What can be done about the continuing political turbulence in Latin America?

There is turbulence because democracy hasn’t produced results in Latin America -- and I’m a democrat. The structural adjustments of the past 20 years have not translated into economic growth rates capable of generating jobs. People cannot wait another 20 years. We need to invest more to generate jobs, to pacify this turbulence and make Main Street cross Wall Street. Combining my role as chief of state and economist, I have presented a proposal for innovative mechanisms for financing democratic governability that has three components: First, in our agreement with the International Monetary Fund, we must separate current spending from investment spending so that investment spending does not enter into calculating Peru’s budget deficit target. Now we are in very tight straitjackets as to fiscal ceilings. The investment spending exception would permit us greater holgura [breathing room]. Latin American presidents are generally payroll presidents, because more than 90 percent of the budgets go to current spending: payment of debt service, pensions and salaries. Nothing is left for investment.

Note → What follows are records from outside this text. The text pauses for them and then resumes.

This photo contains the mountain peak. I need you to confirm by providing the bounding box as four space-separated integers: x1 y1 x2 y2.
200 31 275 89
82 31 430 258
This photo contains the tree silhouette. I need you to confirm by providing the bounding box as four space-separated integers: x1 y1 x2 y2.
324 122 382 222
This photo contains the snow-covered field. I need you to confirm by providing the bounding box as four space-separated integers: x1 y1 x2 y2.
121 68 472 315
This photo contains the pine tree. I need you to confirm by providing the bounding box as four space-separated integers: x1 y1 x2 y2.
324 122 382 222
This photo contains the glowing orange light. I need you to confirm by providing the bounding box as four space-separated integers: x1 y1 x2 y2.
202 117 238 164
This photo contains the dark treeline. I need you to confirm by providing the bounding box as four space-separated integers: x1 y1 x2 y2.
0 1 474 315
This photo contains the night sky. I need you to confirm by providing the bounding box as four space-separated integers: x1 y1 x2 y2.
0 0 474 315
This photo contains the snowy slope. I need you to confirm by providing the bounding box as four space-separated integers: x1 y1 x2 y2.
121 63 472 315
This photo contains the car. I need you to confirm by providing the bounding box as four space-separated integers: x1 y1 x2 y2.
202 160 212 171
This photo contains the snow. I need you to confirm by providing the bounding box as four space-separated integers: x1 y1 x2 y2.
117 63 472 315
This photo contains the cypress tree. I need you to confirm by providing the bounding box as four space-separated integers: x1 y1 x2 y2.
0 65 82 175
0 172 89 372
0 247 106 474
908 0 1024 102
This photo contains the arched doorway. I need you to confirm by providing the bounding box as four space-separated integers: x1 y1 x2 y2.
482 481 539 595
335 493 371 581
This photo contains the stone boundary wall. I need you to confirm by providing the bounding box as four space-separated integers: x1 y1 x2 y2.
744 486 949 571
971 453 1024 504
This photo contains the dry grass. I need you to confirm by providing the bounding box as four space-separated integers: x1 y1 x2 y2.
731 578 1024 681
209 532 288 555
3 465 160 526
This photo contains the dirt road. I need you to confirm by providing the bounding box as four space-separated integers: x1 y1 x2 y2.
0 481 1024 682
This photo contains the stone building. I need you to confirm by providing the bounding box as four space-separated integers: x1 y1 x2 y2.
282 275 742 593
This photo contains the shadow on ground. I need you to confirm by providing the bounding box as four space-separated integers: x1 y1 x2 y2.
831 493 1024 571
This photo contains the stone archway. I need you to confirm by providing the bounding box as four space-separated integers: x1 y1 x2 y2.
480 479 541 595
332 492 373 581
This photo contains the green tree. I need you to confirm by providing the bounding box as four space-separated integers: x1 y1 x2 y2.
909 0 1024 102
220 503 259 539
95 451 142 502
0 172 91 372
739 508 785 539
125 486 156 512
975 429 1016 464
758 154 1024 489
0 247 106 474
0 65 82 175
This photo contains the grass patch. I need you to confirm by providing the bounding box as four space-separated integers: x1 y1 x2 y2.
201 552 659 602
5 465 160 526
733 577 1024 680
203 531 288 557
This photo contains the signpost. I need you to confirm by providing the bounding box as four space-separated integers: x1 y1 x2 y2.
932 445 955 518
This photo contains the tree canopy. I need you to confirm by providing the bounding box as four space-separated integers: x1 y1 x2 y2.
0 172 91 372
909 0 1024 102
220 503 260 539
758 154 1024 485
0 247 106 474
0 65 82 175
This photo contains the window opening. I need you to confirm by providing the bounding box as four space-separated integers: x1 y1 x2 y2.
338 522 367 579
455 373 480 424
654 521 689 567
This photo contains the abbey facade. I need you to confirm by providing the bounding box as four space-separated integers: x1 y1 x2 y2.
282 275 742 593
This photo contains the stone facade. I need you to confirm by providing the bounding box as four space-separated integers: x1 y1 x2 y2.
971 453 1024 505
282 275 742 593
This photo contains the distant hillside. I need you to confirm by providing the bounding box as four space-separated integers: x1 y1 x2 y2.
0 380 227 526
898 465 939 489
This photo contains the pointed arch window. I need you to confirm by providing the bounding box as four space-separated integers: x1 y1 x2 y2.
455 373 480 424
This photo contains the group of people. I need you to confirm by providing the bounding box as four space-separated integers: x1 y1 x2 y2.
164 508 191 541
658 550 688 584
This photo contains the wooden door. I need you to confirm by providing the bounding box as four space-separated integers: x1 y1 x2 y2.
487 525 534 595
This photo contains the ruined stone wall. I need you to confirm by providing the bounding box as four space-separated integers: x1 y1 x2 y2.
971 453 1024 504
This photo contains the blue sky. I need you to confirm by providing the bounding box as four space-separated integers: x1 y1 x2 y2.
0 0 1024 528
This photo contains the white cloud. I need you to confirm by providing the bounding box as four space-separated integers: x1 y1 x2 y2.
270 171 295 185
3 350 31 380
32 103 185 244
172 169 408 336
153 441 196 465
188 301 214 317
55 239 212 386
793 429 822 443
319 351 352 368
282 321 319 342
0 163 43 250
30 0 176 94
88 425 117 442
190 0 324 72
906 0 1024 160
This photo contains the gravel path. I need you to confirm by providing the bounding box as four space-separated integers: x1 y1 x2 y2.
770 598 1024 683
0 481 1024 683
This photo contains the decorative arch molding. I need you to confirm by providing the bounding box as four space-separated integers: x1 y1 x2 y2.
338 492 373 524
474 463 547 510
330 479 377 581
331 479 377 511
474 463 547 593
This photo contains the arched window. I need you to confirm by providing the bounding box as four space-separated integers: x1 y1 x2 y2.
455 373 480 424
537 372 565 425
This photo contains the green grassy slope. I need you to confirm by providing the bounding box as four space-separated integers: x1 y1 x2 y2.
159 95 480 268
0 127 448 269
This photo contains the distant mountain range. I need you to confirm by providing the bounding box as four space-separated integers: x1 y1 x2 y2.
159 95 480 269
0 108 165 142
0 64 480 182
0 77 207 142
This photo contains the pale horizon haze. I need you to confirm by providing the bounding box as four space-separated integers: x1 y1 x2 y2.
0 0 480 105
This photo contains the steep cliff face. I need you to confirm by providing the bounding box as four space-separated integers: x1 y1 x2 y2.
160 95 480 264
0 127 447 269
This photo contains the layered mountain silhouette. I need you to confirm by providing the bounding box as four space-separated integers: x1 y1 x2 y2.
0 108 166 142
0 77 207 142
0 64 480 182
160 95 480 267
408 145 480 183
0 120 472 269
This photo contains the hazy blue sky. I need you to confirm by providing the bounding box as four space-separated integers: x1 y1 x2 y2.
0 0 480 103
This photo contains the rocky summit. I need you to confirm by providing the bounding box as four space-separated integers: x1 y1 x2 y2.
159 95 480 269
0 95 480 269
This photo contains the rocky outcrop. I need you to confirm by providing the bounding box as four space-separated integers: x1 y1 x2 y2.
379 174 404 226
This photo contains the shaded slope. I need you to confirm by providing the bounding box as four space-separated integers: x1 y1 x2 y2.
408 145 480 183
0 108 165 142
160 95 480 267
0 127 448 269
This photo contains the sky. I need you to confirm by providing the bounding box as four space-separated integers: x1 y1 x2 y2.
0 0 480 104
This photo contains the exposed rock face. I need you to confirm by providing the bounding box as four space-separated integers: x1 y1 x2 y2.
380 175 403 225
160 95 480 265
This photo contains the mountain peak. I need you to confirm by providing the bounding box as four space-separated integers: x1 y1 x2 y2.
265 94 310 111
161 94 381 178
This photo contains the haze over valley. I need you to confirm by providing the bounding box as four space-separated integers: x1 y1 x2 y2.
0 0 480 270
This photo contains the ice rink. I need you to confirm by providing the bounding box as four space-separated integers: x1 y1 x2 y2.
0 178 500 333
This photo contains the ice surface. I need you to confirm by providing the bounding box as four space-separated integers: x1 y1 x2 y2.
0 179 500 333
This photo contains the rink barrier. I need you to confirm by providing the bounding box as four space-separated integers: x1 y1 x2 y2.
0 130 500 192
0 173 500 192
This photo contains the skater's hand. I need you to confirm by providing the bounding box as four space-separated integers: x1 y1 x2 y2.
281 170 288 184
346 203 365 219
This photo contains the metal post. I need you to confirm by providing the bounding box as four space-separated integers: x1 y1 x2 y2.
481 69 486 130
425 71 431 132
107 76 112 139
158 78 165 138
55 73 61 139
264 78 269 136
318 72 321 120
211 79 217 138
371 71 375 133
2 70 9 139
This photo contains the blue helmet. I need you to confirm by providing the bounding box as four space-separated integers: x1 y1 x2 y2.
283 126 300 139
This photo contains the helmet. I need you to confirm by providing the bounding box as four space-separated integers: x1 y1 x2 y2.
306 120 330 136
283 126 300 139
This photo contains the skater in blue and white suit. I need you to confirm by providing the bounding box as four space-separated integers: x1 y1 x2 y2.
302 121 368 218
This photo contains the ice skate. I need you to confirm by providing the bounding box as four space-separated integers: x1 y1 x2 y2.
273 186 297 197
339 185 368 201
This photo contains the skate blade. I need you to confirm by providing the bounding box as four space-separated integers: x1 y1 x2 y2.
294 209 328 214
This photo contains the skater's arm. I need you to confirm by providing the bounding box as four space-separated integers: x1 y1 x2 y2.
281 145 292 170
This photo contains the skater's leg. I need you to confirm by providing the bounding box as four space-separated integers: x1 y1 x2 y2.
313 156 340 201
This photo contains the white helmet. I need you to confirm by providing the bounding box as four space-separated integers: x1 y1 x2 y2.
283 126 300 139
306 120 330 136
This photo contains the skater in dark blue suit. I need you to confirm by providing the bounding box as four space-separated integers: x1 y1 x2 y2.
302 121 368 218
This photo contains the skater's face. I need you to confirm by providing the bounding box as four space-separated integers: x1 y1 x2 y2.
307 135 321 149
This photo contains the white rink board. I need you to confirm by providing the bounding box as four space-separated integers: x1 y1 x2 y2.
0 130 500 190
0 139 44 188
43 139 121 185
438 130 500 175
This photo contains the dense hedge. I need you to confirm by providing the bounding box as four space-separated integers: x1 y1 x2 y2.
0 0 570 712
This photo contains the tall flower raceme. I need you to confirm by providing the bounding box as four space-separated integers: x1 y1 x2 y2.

Another innovation concerns Latin American integration. The cost of connecting the five access highways that are meant to link the countries of South America is so great that they can’t be accounted for as part of the fiscal deficits of individual countries. On this there’s consensus here and in the financial organizations. This year, with President [Luiz Inácio] Lula da Silva, we will inaugurate a bridge that unifies Brazil with Peru, linking the state of Madre de Dios and Assis [capital of the state of Acre].

The third component of my innovations is that debt payment should be related to economic growth. When the economy is prosperous, we prepay. But when we are in recession, don’t squeeze us, because you cause us social problems.

You have an interesting plan for reducing Peru’s debt.

I have proposed to Unesco exchanging debt for investment in education, just as there’s now swapping of debt for the environment. That has been accepted by the director general of Unesco and by President Chirac. A working group in Chile was charged by the United Nations to look into this possibility. Remember, this would be for country-to-country debt. Once this approach is approved and the pilot projects are completed in Latin America, I’m sure it will be done worldwide.

How do you see your country today?

Peru is much more solid, but it is a country in transition. We are coming from a decade when a corrupt dictatorship robbed its people of faith and hope. Our institutions are fragile today because the dictatorship controlled everything -- judicial and legislative power, election tribunals, the media, the armed forces. We are trying to rebuild and strengthen democratic institutions. This is a very arduous task. We are respectful of the right to expression, of human rights. And now that there is democracy, Peruvians can protest, because there is not a dictatorship that is putting its foot down.